Société–abondance et sobriété pour qui ?

L’économiste Eloi Laurent relève  dans le Monde que le concept de sobriété a connu différentes acceptions. Face à l’indéniable réalité du réchauffement climatique, il faut maintenant adopter l’idée d’une sobriété-partage, fondée sur le principe de justice.

 

Nous y sommes. En cet été 2022, la France, comme avant elle l’Australie ou les Etats-Unis, a compris que toute sa richesse ne la préserverait pas de la crise écologique tandis que sa dépendance aux énergies fossiles devient une insupportable vulnérabilité sociale. C’est le moment de revenir aux fondamentaux du raisonnement économique. Très loin de la folle gabegie de la croissance, l’analyse économique fut conçue par Aristote il y a deux millénaires et demi comme une discipline de la sobriété, cherchant à satisfaire les besoins humains essentiels dans un environnement contraint en assurant la correspondance entre des besoins raisonnés et des ressources limitées. Mais cette première sobriété, la « sobriété-frugalité », se déploie dans l’espace du foyer qui est par nature inégalitaire : les membres de la famille sont placés dans un rapport hiérarchique et ne doivent pas devenir des semblables. Il n’y a donc aucune raison pour que la satisfaction des besoins essentiels, qui procède d’un principe de nécessité, aboutisse à une situation juste. C’est dans l’espace de la cité que le nécessaire peut ou non être jugé comme suffisant.

Le deuxième âge de la sobriété, prenant acte de l’accélération fulgurante du développement économique au lendemain de la seconde guerre mondiale, entendait ralentir la surconsommation des ressources naturelles qu’il engendre, à commencer par l’approvisionnement en énergie. Il revient à l’association négaWatt d’avoir introduit ce concept de « sobriété-modération » au début des années 2000 pour le distinguer de la logique d’efficacité énergétique.
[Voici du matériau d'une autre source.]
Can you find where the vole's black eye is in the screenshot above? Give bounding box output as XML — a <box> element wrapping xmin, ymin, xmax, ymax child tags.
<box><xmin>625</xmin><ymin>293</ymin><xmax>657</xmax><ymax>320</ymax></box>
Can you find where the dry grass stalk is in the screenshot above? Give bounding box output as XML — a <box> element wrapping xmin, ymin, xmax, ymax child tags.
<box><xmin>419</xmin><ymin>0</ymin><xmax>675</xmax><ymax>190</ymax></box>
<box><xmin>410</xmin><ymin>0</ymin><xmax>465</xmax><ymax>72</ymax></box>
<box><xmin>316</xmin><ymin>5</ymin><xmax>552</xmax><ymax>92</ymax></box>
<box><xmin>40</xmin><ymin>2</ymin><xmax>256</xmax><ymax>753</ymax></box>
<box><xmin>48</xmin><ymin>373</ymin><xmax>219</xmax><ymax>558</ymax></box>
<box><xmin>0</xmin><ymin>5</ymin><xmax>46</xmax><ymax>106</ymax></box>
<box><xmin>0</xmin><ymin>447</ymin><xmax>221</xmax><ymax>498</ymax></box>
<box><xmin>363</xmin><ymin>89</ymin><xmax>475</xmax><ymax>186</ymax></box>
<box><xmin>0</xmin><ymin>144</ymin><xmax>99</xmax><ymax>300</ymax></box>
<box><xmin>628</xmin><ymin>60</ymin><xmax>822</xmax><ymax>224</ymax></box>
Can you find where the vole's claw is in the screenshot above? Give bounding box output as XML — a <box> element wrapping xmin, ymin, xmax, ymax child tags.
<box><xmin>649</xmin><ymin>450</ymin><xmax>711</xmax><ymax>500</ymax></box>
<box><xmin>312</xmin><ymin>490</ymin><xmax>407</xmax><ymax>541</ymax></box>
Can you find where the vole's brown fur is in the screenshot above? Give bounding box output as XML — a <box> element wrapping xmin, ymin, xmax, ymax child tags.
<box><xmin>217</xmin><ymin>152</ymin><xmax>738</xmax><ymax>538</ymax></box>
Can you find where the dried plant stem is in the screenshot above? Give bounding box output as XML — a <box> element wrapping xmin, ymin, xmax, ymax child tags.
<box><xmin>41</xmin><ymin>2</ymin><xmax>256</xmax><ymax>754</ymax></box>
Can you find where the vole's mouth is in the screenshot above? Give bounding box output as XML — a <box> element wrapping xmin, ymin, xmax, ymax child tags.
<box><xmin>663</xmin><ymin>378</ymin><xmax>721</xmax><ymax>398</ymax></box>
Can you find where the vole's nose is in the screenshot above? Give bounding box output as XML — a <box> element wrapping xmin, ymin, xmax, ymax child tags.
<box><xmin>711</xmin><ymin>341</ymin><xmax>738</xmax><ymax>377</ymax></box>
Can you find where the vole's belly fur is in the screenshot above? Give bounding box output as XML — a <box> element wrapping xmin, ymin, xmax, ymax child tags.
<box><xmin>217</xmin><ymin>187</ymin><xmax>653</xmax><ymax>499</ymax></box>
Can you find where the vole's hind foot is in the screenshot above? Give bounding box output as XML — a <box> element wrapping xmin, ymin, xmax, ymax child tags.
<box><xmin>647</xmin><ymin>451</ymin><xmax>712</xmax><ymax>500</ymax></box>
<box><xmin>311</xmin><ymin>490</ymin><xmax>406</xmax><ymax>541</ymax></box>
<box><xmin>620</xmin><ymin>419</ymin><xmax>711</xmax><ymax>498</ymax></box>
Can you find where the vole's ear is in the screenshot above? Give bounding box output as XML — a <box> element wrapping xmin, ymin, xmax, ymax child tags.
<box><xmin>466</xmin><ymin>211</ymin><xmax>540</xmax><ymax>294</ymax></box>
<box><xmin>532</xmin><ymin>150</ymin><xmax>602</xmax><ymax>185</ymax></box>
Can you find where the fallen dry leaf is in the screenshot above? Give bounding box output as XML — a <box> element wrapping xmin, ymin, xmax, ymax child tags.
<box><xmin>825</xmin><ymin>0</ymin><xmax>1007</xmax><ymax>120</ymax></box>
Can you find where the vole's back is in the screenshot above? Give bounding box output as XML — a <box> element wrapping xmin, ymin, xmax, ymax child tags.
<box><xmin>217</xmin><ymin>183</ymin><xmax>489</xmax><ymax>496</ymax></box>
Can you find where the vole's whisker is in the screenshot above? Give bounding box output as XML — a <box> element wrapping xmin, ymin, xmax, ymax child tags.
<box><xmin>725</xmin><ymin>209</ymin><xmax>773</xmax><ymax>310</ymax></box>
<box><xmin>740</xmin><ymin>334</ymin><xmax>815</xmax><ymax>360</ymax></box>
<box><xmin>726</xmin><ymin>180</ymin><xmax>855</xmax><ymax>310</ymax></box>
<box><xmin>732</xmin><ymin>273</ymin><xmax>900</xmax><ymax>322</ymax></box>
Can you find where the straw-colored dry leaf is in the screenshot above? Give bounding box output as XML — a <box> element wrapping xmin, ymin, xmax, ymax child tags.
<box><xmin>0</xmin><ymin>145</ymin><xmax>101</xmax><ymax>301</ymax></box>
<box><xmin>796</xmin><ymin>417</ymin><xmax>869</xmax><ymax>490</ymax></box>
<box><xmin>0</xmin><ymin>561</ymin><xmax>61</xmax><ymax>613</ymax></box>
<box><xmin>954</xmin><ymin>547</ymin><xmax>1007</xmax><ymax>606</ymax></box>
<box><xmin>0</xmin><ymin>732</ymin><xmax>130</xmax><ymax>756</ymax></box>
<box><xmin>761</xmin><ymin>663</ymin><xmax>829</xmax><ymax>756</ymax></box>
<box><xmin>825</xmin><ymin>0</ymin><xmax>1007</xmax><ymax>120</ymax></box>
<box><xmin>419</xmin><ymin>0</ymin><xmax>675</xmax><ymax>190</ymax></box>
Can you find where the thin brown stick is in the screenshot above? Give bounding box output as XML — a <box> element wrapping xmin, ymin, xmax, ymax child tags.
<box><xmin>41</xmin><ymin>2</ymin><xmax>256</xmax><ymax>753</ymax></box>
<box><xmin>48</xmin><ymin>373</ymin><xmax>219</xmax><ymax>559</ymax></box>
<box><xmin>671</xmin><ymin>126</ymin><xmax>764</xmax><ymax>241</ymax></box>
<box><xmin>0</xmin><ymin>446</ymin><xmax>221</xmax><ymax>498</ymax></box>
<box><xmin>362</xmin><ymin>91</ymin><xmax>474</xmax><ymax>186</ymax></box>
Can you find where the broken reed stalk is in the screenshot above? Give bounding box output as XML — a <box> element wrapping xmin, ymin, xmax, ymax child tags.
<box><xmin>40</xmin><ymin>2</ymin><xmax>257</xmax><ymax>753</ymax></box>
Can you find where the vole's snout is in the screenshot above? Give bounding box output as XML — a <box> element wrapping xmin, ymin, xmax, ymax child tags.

Autant l’efficacité énergétique vise à réduire la quantité d’énergie (et/ou de carbone) par unité de production, autant la sobriété énergétique vise à réduire le volume d’énergie consommée et donc à garantir que les politiques mises en œuvre se traduisent effectivement par des économies d’énergie en évitant un « effet rebond » de la consommation.

A cet égard, l’article 2 de la loi sur la transition énergétique votée en 2015 en France entretient un contresens fatal en prétendant soutenir « la croissance verte par le développement et le déploiement de processus sobres ». Les travaux visionnaires de négaWatt ont notamment permis de distinguer différentes politiques de sobriété : structurelle (rapprocher les lieux de travail et de résidence), dimensionnelle (réduire la taille des voitures), d’usage (prendre les transports en commun) et collaborative (favoriser l’autopartage).